“Non si può chiedere ai cittadini di non avere paura, non saremmo umani.
Di questa paura dobbiamo avere rispetto e dobbiamo lavorare per costruire proposte e azioni concrete che possano acquietarla nel profondo”
In mezzo a tanto rumore, reportage, informazione, video, foto, interviste. In mezzo a tante parole, che ci hanno travolti negli ultimi giorni, le parole in cui mi sono riconosciuta le ho trovate in un articolo di inizio settimana, di Emanuele Trevi.
Come ricomincia la vita a Parigi?", inizia così. Ricomincia, nonostante.
Non dobbiamo permettere alla paura di entrare, non dobbiamo cambiare le nostre abitudini di vita, non dobbiamo rinunciare ai nostri valori, non dobbiamo... Tutto molto vero. E capisco che sia compito della politica, in questo momento, essere guida. Confortare il proprio popolo, esortarlo a ricominciare a camminare nella giusta direzione. E' vero, lo hanno detto tutti i commentatori ma, del resto, è stato evidente dal primo momento: l'obiettivo era paralizzarci. Colpire al cuore nei momenti e nei gesti ordinari che, senza che oramai lo si realizzi a livello consapevole, concretizzano nello scorrere delle nostre vite grandi libertà che qualcuno, prima di noi, ha conquistato, per noi. L'obiettivo era la paura ed è vero, non possiamo lasciarli vincere.

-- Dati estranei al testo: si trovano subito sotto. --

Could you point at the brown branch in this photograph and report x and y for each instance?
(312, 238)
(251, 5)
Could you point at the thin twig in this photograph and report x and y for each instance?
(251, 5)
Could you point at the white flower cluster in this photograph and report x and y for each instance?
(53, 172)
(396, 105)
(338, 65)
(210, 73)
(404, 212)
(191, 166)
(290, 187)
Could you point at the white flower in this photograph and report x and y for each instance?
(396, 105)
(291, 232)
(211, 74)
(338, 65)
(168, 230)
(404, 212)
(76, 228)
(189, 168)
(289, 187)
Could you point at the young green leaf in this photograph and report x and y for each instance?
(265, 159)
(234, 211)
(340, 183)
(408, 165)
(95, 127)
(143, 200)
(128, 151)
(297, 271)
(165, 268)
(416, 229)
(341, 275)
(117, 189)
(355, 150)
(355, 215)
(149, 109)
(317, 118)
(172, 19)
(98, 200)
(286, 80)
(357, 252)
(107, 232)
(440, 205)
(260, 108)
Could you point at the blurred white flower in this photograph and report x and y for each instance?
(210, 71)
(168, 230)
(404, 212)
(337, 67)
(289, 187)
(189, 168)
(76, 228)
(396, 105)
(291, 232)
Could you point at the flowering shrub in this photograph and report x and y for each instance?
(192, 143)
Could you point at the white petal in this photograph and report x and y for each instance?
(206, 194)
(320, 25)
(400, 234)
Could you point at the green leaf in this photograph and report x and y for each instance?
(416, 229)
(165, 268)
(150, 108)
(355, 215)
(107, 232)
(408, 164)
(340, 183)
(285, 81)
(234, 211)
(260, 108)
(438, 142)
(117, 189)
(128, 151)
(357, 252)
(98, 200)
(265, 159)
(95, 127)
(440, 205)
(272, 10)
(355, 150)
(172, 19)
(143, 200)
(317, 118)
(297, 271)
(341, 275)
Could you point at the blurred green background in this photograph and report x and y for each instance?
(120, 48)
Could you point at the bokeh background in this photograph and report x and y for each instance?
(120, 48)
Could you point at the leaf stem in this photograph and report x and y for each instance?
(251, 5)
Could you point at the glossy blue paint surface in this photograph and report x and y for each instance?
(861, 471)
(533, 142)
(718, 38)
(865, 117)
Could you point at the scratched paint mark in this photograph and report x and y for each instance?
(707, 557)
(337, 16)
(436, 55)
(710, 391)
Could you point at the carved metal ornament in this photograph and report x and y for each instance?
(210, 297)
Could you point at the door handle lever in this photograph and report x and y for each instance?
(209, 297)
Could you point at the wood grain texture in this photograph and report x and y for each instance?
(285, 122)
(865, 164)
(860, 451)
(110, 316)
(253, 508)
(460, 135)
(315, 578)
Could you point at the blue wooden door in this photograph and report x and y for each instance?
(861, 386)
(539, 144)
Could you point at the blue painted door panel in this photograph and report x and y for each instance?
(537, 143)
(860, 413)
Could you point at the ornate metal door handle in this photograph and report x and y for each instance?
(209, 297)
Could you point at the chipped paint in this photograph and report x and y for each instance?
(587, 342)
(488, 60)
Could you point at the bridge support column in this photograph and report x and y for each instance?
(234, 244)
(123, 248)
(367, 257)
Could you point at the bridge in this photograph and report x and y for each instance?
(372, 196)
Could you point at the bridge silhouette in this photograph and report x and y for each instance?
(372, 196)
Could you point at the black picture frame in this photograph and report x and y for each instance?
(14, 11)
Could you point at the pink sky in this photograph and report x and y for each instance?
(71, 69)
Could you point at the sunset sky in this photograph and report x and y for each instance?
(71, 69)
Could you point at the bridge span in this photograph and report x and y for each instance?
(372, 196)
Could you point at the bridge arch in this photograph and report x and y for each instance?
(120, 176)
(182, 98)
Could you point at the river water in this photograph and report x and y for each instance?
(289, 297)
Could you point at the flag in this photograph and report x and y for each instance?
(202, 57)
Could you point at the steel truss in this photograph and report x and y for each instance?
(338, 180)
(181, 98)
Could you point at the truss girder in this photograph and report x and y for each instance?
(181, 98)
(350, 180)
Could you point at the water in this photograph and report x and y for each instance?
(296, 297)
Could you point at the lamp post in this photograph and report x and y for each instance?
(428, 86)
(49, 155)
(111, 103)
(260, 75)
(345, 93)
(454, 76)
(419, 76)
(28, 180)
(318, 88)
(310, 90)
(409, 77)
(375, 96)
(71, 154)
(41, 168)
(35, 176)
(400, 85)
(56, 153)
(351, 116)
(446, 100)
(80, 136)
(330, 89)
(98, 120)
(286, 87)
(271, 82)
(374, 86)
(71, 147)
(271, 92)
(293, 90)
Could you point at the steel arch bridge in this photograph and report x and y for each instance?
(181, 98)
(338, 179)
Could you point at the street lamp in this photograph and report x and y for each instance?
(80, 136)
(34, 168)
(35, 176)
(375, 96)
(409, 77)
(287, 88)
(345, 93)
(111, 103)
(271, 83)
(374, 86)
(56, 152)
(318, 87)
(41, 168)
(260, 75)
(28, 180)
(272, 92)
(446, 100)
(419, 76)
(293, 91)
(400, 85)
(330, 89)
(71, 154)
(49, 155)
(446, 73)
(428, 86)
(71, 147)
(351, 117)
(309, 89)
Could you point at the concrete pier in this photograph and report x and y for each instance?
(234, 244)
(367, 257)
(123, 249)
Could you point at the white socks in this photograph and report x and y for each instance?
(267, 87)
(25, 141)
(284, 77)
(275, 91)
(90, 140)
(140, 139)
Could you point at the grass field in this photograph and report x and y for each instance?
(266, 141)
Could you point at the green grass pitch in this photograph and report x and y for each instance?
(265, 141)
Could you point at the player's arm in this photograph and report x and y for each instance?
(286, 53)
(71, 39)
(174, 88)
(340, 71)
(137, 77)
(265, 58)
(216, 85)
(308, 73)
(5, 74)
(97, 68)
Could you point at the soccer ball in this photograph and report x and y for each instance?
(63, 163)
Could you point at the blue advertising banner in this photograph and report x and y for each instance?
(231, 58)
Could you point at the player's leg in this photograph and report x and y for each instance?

Ogni cosa richiede il suo tempo e non credo che ignorare questa necessità possa portare a qualcosa di costruttivo. Lunedì abbiamo ricominciato le nostre vite, tutti i cittadini, di tutta Europa, sono usciti di casa con un peso nel cuore. Colpendo Parigi, hanno colpito tutti noi.
Da dove ripartire?
Credo sia opportuno, in primo luogo, che la politica sia all'altezza del suo ruolo e che, ora come mai, riesca a elevarsi al di sopra di polemiche, proclami e dichiarazioni avventate. Abbiamo una responsabilità enorme, che temo molti abbiano dimenticato.
Secondo, credo sia opportuno ascoltare le persone. Le loro paure, le loro domande, la loro richiesta di sicurezza così come la loro richiesta di tempo. L'Europa è stata colpita a cena in un ristorante del centro, al bancone di un caffè, durante un concerto, nel mezzo di una partita. Non si può chiedere di non avere paura, non saremmo umani. Di questa paura dobbiamo avere rispetto e dobbiamo lavorare per costruire proposte e azioni concrete che possano acquietarla nel profondo.
Infine, ripartiamo dall'Europa. Dall'Unione europea, di cui abbiamo scoperto l'importanza, che ci ha fatto il dono di sessant'anni di pace e che oggi deve ammettere di essere in guerra. Una guerra nuova, sconosciuta, non contro uno Stato ma contro un gruppo organizzato e militare che oramai ha penetrato in maniera inquietante i nostri Paesi, che recluta i nostri ragazzi, che utilizza strumenti ai quali non eravamo preparati, per i quali ci dobbiamo attrezzare.
Prima di tutto, con un servizio di intelligence europeo: mentre noi siamo così legati ai nostri 28 confini nazionali, dall'altra parte abbiamo un soggetto che si muove perfettamente in Rete, arrivando ovunque e organizzando uomini e strategie in più Paesi contemporaneamente. Soprattutto, però, dai valori sui quali l'Europa è stata fondata: l'inclusione, l'uguaglianza di opportunità, l'integrazione, la pace. Non possiamo passare sopra al fatto che molti degli attentatori erano europei, francesi. Non possiamo fingere che non esista un problema delle periferie, intese in senso geografico ma non solo. Non possiamo ignorare i campanelli d'allarme che suonano a casa nostra, illudendoci che la causa di tutto risieda al di fuori dei nostri confini.
Niente, di ciò che è accaduto a Parigi, è comprensibile, semplice, chiaro. Siamo nel mezzo di una situazione complessa, che richiede prima di ogni altra cosa riflessione, analisi, studio.